This page covers the basic on Kinect gesture recognition. While on the page structure the implementation of the gesture controllers in PresentationAid is described, here we describe how a gesture can be recognized from a Kinect SkeletonFrame object.

If you know the difference between a gesture and a posture, you can read further, otherwise it is advised to read first the questions section.

Kinect SkeletonFrame object contains one or more tracked skeletons. The first step is to check which skeleton is actually tracked person, by checking the TrackingState property, which must be equal to tracking state: Tracked.

Once you get the skeletons you need, the object contains the joint information (see MSDN for more details), that tell you which joints can be seen by Kinect sensor. Joints are parts of human body that can be tracked by the position in 3D space. From this point, you focus on the joints that are important for your gesture. For example, if you are doing a swipe left gesture with your hand, the lower part of the body is not important.

In general, there are two ways to detect a gesture.

Arithmetic gesture detection

Arithmetic gesture detection is recommended more for postures than gestures, as it consists of simple calculations and comparing the positions of different joints. For example, detecting a joined hands posture is done by calculating the distance between the hands in 3D space, using normal vector arithmetic. If the distance is smaller than a certain threshold, the posture is recognized.

Same logic can be applied for a posture of hand over head, which easily compares the Y coordinate of the head to Y coordinate of the hand.

Few more examples are in related project Kinect Toolbox if you need more information.

But you can detect gestures too using this method. Michael Tsikkos and James Glading wrote an article that greatly explains the logic behind gesture detection. Thanks to both authors for their work.

All those methods work in real time, but if we require a more complex gestures, that is where the preprocessing phase comes into play.

Learned gesture detection

The learned gesture detection uses machine learning techniques such as neural network or classificators to learn the way gesture is performed. In so called preprocessing phase the user keeps doing the same gesture multiple times, so the algorithm "learns" the way gesture is performed. During this phase, no other gesture should be performed by the user, as it might throw the algorithm off course. After finishing this phase, the data is saved to a file, which is then read in recognition phase.

Recognition phase uses the classificators to decide whether the user has performed the correct gesture or not, by comparing the gesture data to previously learned gesture.

Great work on this field was done on Stanford university and if you are more interested in their work, check out their Github page.

Included gesture recognizers

PresentationAid comes with few gesture recognizers.
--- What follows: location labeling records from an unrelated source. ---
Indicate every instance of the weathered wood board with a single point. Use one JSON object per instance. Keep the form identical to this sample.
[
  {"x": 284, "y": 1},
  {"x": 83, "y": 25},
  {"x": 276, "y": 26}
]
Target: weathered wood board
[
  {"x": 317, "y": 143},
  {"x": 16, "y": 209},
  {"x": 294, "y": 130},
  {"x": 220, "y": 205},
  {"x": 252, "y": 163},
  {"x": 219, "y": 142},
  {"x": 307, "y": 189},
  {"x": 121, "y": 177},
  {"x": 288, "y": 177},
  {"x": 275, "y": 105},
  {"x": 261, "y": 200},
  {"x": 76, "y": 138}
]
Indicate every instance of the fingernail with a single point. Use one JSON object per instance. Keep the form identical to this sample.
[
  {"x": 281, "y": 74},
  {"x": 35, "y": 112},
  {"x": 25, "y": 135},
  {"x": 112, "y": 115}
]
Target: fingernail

First one to point out is a Fizbin gesture recognizer, from which the source is posted on Github. It supports Wave, Swipe, JoinedHands and Zoom gestures. Although only Wave and JoinedHands gestures are supported in PresentationAid, you can easily add support for others. The method behind this recognizer is entirely arithmetic.

The second one is a from Kinect Toolbox and supports same type of gestures with the exception of Zoom. Again, only Wave/Hello and JoinedHands postures are recognized in PresentationAid and they are also recognized with arithmetic methods. However, Kinect Toolbox does include a learning machine to learn the postures.

The last one is from Microsoft Kinect Toolkit example, because the recognition of swipe gesture is very good. Microsoft included the source code for the example, but they did not include the code for the Swipe gesture recognizer. After a small analysis we discovered that it uses a random forest classifier to detect the gesture and it is the only learning based gesture recognizer in PresentationAid.